| I think you don't understand what unit testability means. It means removing IO and side effects from your code. How the hell do I test a print function? I take the print function and match it with what? It has no output so how can I test it printed the correct thing? I can't. I can test a list. I just match it with another list. Making your code unit testable is about segregating IO from logic. Write pure logic where all functions have inputs and outputs and those things can be tested. Your io prints should be small because all functions that do io cannot be fully tested. IO is pollution. Any output to IO is the program exiting the logical mathematical universe of the program and that output can be verified only by an external entity. Either your eyes for stdout or another process or files or a bunch of other ways. Unit tests are about internal local tests that touch local functionality and logic. If you want something unit testable it needs a local output and an input and it shouldn't rely on io in it's data path. I think your complaint here is an example of chatGPT superiority. It understood something you didn't. Well now you know. Removing the print function from the logic and returning the data is 100 percent the correct move. Do you understand? |
Of course you can make the function with a print statement more unit testable without completely changing it's semantics!

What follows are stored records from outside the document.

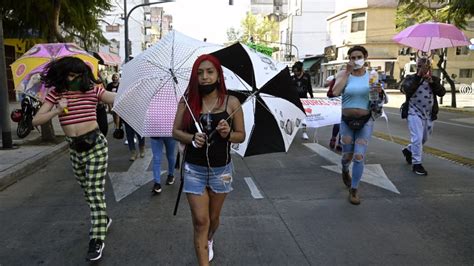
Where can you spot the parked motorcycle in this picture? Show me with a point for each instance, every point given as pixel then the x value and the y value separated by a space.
pixel 24 116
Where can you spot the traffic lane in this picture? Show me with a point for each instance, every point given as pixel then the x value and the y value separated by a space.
pixel 451 132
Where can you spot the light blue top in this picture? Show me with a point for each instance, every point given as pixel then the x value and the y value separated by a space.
pixel 356 92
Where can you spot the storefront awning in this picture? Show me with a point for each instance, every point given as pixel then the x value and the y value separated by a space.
pixel 108 59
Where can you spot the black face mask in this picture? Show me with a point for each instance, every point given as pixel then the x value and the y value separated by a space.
pixel 206 89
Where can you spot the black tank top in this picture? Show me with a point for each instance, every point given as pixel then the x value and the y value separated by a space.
pixel 219 148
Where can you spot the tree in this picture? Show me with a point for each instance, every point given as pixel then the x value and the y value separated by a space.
pixel 260 28
pixel 456 12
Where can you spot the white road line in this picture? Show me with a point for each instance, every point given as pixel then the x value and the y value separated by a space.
pixel 253 188
pixel 437 121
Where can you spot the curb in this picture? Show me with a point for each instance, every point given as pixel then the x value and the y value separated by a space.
pixel 29 166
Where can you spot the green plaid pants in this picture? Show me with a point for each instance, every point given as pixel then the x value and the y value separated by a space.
pixel 90 169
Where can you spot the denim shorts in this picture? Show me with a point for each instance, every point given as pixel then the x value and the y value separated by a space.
pixel 197 178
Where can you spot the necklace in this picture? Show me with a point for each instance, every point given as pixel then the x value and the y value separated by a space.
pixel 209 110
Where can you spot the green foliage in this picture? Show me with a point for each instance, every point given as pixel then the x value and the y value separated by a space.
pixel 456 12
pixel 35 19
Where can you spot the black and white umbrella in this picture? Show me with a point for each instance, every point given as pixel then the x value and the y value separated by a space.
pixel 272 109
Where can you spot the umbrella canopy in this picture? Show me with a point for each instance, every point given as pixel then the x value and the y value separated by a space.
pixel 27 68
pixel 272 109
pixel 431 35
pixel 154 81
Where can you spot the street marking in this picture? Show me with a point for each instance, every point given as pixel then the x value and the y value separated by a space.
pixel 373 173
pixel 125 183
pixel 253 188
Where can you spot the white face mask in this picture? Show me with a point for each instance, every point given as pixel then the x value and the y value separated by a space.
pixel 359 63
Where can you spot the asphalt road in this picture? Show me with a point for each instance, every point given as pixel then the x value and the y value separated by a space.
pixel 302 218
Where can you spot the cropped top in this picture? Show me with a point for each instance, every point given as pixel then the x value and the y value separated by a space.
pixel 218 152
pixel 81 106
pixel 356 92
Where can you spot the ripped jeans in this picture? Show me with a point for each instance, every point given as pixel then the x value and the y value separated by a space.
pixel 354 146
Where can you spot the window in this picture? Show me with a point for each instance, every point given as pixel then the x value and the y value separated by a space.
pixel 466 73
pixel 358 22
pixel 462 50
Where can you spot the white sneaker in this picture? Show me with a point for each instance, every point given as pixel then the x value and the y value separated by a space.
pixel 305 136
pixel 211 250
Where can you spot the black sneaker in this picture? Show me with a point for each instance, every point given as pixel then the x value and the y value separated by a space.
pixel 419 169
pixel 96 246
pixel 407 155
pixel 170 180
pixel 157 188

You pass in an outputstream and use that as the target for print.
Then your unit test can create its own stream and test the content of the stream whilst production code can pass in standard out.
That way you don't completely change the semantic meaning of the code.
And once again that GPT function is useless. It is identical to list(range()) and it doesn't do what the first function does. Anyone can make anything more unit testable if it doesn't have to do the same thing.